Weinberg [1] has put forth an elegant argument (summarized in [2, Section 3.3] and at the bottom of the question), which suggests that the broken symmetry phase of any $U(1)$ gauge theory will be accompanied by infinite conductivity. I have a question regarding a key step in which he identifies the voltage as the functional derivative of the Hamiltonian with respect to charge density; i.e. $V(x) := \frac{\delta H}{\delta \rho}$.
I’m trying to accumulate evidence for the plausibility for Weinberg’s use of the definition $V(x) := \frac{\delta H}{\delta \rho}$. More precisely, I’d like to show, given two points $x_1,x_2 \in \mathbb{R}^d$, that $V(x_1) - V(x_2)$ is the potential difference that an experimenter would measure.

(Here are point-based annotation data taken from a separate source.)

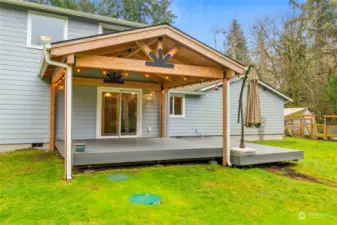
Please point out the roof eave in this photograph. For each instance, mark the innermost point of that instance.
(72, 13)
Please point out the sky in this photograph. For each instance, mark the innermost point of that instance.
(199, 17)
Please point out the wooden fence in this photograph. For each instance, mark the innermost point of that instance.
(306, 126)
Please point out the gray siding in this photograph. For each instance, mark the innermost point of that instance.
(24, 98)
(204, 113)
(84, 113)
(151, 115)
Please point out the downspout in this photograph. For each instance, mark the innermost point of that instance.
(228, 125)
(68, 111)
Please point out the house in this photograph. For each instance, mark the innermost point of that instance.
(202, 111)
(71, 80)
(299, 122)
(24, 97)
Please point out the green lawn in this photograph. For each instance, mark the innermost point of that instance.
(320, 157)
(32, 192)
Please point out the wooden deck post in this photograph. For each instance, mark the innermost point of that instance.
(52, 118)
(224, 120)
(68, 124)
(163, 114)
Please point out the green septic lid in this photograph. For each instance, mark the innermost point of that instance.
(118, 177)
(145, 199)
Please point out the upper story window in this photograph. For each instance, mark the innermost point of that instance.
(177, 105)
(109, 28)
(45, 28)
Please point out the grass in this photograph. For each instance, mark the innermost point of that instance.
(320, 157)
(32, 192)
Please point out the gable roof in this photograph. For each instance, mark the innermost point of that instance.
(210, 85)
(195, 51)
(291, 111)
(71, 12)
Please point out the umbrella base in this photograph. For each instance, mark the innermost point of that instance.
(243, 151)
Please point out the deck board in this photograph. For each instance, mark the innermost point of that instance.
(112, 151)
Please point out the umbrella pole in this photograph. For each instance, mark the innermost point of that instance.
(242, 141)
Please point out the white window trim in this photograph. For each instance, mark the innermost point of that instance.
(183, 102)
(109, 26)
(100, 90)
(29, 27)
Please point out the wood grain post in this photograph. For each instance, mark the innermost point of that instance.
(163, 113)
(52, 118)
(224, 120)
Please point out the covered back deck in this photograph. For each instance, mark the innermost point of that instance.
(162, 56)
(150, 150)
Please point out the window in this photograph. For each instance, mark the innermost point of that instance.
(177, 106)
(109, 28)
(45, 26)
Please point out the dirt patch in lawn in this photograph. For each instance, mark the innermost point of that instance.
(290, 173)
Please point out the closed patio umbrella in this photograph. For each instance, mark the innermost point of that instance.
(253, 114)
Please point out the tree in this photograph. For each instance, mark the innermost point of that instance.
(68, 4)
(141, 11)
(330, 93)
(110, 8)
(87, 6)
(160, 12)
(235, 45)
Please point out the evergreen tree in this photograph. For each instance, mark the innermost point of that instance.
(160, 12)
(87, 6)
(110, 8)
(235, 44)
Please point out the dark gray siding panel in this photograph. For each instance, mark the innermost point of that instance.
(84, 112)
(204, 114)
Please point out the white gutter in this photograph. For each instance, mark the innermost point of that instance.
(71, 12)
(228, 125)
(68, 110)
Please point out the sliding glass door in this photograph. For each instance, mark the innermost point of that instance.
(110, 114)
(129, 114)
(119, 113)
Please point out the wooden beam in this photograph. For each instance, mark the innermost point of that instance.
(145, 48)
(92, 43)
(57, 75)
(139, 49)
(173, 51)
(183, 83)
(52, 119)
(160, 45)
(224, 121)
(127, 84)
(155, 78)
(122, 64)
(163, 114)
(70, 59)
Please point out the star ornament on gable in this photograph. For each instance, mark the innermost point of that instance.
(160, 61)
(114, 77)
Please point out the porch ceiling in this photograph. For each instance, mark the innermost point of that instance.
(129, 51)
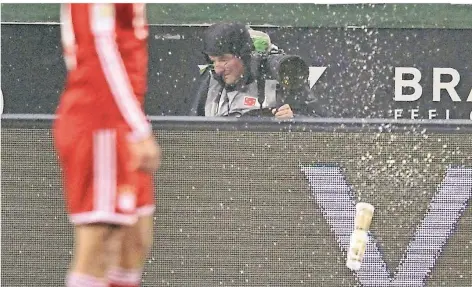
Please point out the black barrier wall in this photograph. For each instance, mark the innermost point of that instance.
(264, 204)
(359, 79)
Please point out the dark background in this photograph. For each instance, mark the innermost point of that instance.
(358, 81)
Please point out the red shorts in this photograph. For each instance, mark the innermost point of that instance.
(99, 186)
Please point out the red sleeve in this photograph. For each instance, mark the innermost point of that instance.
(103, 23)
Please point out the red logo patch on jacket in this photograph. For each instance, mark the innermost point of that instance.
(250, 102)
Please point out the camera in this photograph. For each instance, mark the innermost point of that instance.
(290, 71)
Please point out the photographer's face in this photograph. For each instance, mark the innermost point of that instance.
(229, 66)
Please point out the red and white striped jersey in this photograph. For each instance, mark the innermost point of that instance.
(105, 50)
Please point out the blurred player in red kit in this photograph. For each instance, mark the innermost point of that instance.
(105, 144)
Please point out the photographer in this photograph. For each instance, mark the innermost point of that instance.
(240, 81)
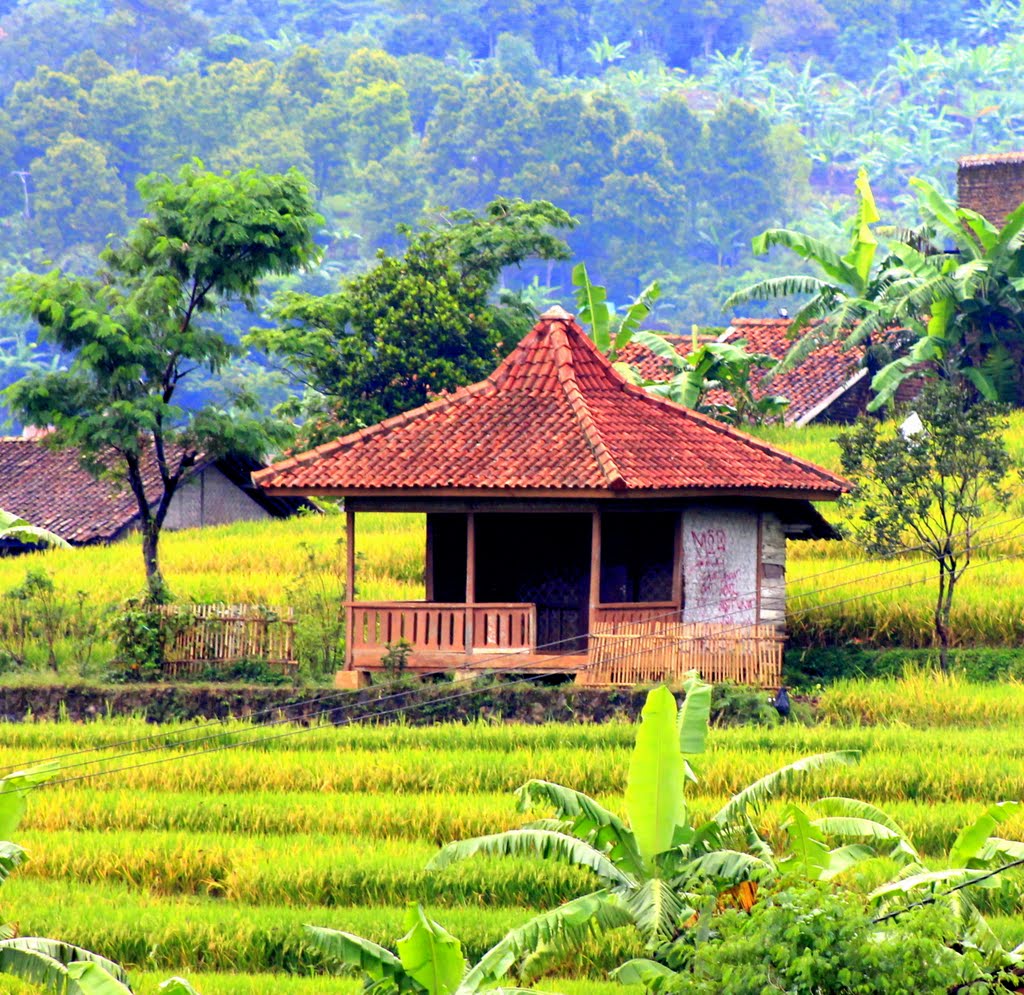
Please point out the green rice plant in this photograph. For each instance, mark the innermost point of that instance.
(233, 984)
(925, 699)
(428, 819)
(183, 934)
(290, 871)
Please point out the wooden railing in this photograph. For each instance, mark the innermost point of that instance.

It’s possible to motivate Weinberg’s definition based on highschool electrostatics. Recall that the energy for a system of static charges is $H = \frac{1}{2}\int\int \rho(x)\rho(x’)/|x-x’|$ in $d=3$ spatial dimensions. Functionally differentiating this expression once with respect to $\rho$ indeed gives the well-known expression for the potential $V(x) = \int \rho(x’)/|x-x’|$ so LHS = RHS. However, it’s non-obvious that this is the right definition with magnetic fields and after coupling to Goldstones.
In order to see the difficulty, consider a minimal Lagrangian density that describes the symmetry broken phase (the Stueckelberg Lagrangian): \begin{align} \mathcal{L} & = - \frac{1}{4} F_{\mu\nu} F^{\mu\nu} - \frac{1}{2}m^2 (A_\mu-\partial_\mu G) (A^\mu-\partial^\mu G) \end{align} In passing to the Hamiltonian formulation, we first need to compute the canonical momenta (now using $\Pi$ to denote the momentum conjugate to the Goldstone): \begin{align} \pi^0 & = 0 \\ \pi^i & = F^{i0} \\ & = \dot{A}^i - \partial_i A_0 \\ \Pi & = m^2(\dot{G} - A_0) \end{align} from which we readily obtain \begin{align} H & = \int \mathrm{d}^d x \left[\Pi \dot{G} + \pi^i \dot{A}_i - \mathcal{L} \right] \\ & = \int \mathrm{d}^d x \left[ \frac{1}{2m^2}\Pi^2 + \frac{1}{2} \pi_i \pi^i + \frac{1}{4} F_{ij} F^{ij} + \frac{1}{2}m^2(A_i-\partial_i G)^2 + (\Pi + \pi^i \partial_i) A_0 \right] \\ & = \int \mathrm{d}^d x \left[ \frac{1}{2m^2}\Pi^2 + \frac{1}{2} \pi_i \pi^i + \frac{1}{4} F_{ij} F^{ij} + \frac{1}{2}m^2(A_i-\partial_i G)^2 + (\Pi - \partial_i\pi^i ) A_0 \right] \end{align} where I integrated by parts. In particular, it’s not clear how functional derivatives with respect to $\Pi$ are related to voltage.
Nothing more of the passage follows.